Mesa (main): nir_to_tgsi: Make vec_to_movs avoid unsupported coalescing for 64-bit.

Thu Apr 21 00:02:49 UTC 2022

Module: Mesa
Branch: main
Commit: 02370e22f7841d84a4e6dc74a4f8c45fcf958832
URL:    http://cgit.freedesktop.org/mesa/mesa/commit/?id=02370e22f7841d84a4e6dc74a4f8c45fcf958832

Author: Emma Anholt <emma at anholt.net>
Date:   Wed Apr 13 12:13:51 2022 -0700

nir_to_tgsi: Make vec_to_movs avoid unsupported coalescing for 64-bit.

I had some workarounds in ALU op emits trying to fix up when we were asked
to store to unsupported channels when the ALU op had 64bit srcs (so only
vec2 supported) but a 32-bit dest with a >vec2 writemask.

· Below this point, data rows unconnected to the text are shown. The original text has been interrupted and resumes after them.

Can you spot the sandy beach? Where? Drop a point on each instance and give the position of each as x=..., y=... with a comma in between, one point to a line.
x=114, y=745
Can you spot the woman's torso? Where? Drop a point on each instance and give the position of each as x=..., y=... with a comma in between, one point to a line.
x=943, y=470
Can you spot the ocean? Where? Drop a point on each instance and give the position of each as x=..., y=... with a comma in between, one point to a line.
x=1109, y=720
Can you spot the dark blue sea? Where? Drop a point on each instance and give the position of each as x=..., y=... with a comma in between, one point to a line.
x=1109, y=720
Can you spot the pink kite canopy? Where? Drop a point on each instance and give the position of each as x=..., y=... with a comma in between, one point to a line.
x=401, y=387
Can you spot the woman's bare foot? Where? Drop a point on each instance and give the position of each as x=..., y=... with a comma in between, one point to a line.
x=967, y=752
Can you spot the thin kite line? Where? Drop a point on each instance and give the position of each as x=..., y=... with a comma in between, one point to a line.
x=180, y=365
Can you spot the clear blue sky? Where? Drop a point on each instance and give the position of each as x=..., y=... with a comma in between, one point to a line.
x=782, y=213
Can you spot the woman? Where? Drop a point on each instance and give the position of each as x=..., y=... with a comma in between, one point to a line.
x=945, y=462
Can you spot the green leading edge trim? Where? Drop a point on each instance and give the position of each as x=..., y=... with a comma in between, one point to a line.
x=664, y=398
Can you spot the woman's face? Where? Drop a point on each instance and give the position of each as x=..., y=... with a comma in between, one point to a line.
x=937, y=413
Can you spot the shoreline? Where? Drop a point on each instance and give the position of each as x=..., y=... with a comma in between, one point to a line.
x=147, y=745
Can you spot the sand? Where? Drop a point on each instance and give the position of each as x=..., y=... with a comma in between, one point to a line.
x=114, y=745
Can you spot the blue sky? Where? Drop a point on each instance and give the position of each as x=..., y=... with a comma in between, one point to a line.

Those workarounds had some bugs breaking 64-bit uniform initializer tests
on virgl, and also set up too wide of a writemask such that they triggered
assertion failures on nvc0.  We can avoid the need for those workarounds
at emit time by just having nir_lower_vec_to_movs not generate unsupported
writemasks in the first place.

Reviewed-by: Gert Wollny <gert.wollny at collabora.com>
Part-of: <https://gitlab.freedesktop.org/mesa/mesa/-/merge_requests/15934>

---

 src/gallium/auxiliary/nir/nir_to_tgsi.c | 88 ++++++++++++++++++---------------
 1 file changed, 49 insertions(+), 39 deletions(-)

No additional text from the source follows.